A Magia do Set de Cinema
Em meados de 1998, eu tinha acabado de me formar na Escola de Comunicação da UFRJ e já estava trabalhando em meu primeiro emprego de carteira assinada: assistente de marketing de uma empresa de equipamentos navais, na Glória. Na época, minha grande aspiração profissional era trabalhar em alguma agência de publicidade. Aos vinte e poucos anos, eu assinava a revista Meio & Mensagem e achava que aquele universo de gente criativa era a coisa mais interessante do mundo.
Foi quando um dos meus melhores amigos da faculdade, Daniel Mattos, me convidou para participar da produção de um curta-metragem que ele estava produzindo e dirigindo com outro colega, Marcos Felipe Delfino, que eu somente conhecia de vista. O curta era baseado num conto magnífico escrito por outro grande amigo da ECO, Luís Fernando Lima de Brito, e se chamava “O Bolo e o Queijo”. Segundo o Daniel, o motivo para o convite tinha sido bem objetivo: eu era um de seus únicos amigos que tinha um carro, e eles precisavam que alguém buscasse um dos atores do filme na Tijuca e o levasse até a locação em Barra de Guaratiba.

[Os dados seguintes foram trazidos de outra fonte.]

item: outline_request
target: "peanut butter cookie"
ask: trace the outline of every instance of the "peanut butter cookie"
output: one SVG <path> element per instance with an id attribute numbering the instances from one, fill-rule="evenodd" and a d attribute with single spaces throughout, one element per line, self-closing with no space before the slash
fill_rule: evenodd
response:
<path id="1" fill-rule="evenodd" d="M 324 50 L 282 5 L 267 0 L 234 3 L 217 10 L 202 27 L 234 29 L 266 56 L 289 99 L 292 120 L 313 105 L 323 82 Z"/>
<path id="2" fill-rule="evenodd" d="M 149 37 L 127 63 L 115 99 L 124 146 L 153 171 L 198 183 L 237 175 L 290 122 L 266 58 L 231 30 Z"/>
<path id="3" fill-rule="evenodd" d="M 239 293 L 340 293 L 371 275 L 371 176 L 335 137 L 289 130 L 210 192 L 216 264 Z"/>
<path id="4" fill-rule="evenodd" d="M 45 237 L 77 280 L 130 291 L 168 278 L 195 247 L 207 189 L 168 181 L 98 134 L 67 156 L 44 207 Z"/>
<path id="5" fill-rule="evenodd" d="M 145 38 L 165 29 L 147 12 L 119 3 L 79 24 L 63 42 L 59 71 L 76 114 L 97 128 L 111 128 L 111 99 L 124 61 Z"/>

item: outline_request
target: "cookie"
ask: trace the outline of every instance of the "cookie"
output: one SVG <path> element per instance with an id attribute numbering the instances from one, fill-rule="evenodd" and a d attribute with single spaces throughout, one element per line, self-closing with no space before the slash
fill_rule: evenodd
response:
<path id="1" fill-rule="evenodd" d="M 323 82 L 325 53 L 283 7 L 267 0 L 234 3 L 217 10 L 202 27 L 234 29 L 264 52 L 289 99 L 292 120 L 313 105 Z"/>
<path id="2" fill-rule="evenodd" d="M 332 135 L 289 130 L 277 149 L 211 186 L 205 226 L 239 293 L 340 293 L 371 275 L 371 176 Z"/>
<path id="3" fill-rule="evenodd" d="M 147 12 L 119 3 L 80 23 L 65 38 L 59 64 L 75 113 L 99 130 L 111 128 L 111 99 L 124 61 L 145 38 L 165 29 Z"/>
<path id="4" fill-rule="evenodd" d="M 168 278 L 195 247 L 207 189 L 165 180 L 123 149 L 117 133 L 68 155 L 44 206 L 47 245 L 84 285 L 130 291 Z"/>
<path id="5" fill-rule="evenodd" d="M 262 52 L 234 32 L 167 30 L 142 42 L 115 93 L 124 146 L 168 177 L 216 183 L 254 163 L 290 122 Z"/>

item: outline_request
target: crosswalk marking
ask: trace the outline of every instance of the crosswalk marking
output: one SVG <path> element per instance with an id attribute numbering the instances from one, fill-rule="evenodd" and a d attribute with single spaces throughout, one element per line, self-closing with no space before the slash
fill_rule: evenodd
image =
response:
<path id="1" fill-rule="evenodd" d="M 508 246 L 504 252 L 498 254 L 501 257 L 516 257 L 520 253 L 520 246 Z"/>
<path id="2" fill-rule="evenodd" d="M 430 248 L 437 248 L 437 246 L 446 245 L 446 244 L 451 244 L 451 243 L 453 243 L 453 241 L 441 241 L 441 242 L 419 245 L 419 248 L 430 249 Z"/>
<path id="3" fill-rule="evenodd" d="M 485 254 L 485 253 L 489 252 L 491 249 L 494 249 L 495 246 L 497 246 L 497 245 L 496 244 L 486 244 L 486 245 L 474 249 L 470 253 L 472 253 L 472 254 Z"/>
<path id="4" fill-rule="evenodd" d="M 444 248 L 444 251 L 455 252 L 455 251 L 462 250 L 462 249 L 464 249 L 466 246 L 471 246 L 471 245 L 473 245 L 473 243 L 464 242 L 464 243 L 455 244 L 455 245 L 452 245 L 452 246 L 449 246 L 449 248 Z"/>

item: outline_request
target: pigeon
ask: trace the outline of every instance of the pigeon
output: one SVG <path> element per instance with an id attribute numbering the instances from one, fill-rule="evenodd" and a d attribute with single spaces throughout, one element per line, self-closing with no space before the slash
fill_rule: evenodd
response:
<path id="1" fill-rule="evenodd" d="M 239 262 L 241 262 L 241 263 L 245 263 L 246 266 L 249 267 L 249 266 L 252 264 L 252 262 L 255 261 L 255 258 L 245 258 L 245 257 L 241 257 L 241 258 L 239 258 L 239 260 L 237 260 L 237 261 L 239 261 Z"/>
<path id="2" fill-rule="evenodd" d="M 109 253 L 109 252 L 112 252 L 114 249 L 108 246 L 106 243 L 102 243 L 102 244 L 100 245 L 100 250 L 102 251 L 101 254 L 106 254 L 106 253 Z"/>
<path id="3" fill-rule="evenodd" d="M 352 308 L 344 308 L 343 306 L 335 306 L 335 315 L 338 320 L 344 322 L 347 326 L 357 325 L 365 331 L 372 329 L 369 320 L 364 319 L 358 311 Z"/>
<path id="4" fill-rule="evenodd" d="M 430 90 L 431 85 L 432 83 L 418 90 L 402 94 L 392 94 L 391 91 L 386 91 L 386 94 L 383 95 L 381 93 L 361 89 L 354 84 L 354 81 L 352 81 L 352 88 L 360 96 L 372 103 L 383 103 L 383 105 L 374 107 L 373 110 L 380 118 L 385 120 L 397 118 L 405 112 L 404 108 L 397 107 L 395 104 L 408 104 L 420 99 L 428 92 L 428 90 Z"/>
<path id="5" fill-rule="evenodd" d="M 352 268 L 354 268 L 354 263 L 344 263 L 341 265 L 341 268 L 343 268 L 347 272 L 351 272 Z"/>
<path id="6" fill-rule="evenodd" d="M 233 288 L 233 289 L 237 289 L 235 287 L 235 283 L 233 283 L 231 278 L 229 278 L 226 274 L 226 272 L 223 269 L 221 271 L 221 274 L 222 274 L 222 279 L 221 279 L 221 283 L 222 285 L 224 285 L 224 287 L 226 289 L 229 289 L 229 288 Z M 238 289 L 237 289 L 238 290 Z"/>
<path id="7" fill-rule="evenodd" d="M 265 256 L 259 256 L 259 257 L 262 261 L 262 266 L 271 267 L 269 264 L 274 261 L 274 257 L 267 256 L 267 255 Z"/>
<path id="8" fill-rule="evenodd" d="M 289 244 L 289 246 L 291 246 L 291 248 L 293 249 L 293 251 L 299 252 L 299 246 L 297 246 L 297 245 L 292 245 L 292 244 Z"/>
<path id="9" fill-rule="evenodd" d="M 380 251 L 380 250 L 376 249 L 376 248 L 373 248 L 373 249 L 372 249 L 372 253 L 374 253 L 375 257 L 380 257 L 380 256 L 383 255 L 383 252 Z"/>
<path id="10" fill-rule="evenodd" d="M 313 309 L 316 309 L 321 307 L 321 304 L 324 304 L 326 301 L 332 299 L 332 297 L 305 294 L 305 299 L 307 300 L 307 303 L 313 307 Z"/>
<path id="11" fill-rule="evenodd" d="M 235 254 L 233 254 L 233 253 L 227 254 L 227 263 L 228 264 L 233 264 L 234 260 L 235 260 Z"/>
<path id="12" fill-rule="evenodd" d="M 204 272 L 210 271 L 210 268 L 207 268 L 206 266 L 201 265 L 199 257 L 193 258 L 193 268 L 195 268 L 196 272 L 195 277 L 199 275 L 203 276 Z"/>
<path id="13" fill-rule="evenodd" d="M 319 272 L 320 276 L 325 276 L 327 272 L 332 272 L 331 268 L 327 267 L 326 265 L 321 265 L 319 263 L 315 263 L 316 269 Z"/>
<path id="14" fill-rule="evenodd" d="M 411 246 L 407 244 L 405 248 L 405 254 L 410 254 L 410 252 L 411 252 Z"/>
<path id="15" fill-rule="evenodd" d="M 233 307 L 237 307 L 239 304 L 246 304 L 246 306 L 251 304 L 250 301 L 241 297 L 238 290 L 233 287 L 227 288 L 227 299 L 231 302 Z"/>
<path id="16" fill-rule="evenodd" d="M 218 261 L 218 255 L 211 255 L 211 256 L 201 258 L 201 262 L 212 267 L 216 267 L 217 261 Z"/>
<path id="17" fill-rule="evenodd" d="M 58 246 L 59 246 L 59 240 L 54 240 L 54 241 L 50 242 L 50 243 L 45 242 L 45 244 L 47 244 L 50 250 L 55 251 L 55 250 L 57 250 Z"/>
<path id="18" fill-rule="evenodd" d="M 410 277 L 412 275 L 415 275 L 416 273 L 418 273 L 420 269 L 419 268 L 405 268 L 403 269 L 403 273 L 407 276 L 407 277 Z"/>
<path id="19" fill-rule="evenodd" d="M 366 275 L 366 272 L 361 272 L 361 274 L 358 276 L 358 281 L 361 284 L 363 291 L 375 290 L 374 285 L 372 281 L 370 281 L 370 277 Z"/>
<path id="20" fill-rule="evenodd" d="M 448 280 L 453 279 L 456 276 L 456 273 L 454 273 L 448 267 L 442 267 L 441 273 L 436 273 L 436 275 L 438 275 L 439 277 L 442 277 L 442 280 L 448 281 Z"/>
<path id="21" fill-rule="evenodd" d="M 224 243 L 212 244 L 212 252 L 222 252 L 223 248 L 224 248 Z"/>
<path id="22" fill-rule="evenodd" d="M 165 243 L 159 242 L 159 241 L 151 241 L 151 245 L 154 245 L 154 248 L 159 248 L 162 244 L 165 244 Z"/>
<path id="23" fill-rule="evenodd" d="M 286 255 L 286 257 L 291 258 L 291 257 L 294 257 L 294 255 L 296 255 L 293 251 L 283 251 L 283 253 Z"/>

Sem ter nada mais interessante para fazer, aceitei a missão. Era um dos atores que depois também iria participar do nosso filme de longa-metragem. Logo de cara, fiquei surpreso com o comportamento do sujeito. Tinha embarcado estressado, pois tivera alguma discussão em família, e me perguntou se eu me incomodaria se ele acendesse um cigarro. Diante da minha autorização, o que ele tinha omitido é que seria um cigarro de maconha. Na verdade, uma pequena ponta, que ele me ofereceu algumas vezes, sem que eu aceitasse. No fundo, eu estava era com muito medo de ser parado pela polícia, mas felizmente para mim a guimba logo foi arremessada pela janela muito antes da metade da viagem.
Lembro que cruzamos quase toda a Avenida das Américas com meu passageiro me contando a história de uma peça de teatro que ele tinha idealizado, mas que não tinha cenas nem diálogos. Só gestos. Fiquei pensando seriamente em como ele tinha escrito a peça, mas não tive coragem de perguntar. Sozinho, o ator do curta tinha assunto para duas viagens longas como aquela, e eu estava concentrado no horário e em não errar o caminho.
Quando chegamos ao set, num sítio bucólico que contava com um casebre em ruínas e uma paisagem interiorana que servia perfeitamente para a história, logo me senti em casa. A única pessoa que eu conhecia bem ali era o Daniel, mas aos poucos fui me enturmando com o resto da equipe, a maioria jovens profissionais de uma produtora de publicidade chamada Tec Cine, onde o Marcos Felipe trabalhava na época. Todo aquele clima literalmente me enfeitiçou. Era um bando de gente meio maluca, mas todos ali compartilhavam sonhos. Sonhos em forma de imagem e som.
De “Bebe-Água”, como são conhecidas as pessoas no set que não fazem outra coisa, fui sendo escalado para tapar um buraco aqui e outro ali, por vezes operando o video assist acoplado à câmera de cinema utilizada no curta (filmado em 35mm), outras ajudando no carregamento do maquinário e do acervo de arte, chegando até a operar a icônica claquete da produção. Pode parecer um trabalho simples (e hoje em dia até mesmo desnecessário), mas havia uma técnica e uma função importante envolvidos na “arte” da claquete. Como nas antigas câmeras de cinema o som e a imagem eram captados separadamente, o ruído da claquete era usado para sincronizá-los na pós-produção, e por isso a batida tinha de ser seca e rápida, num estalo com nova abertura, de forma que restasse apenas um frame exato da claquete fechada.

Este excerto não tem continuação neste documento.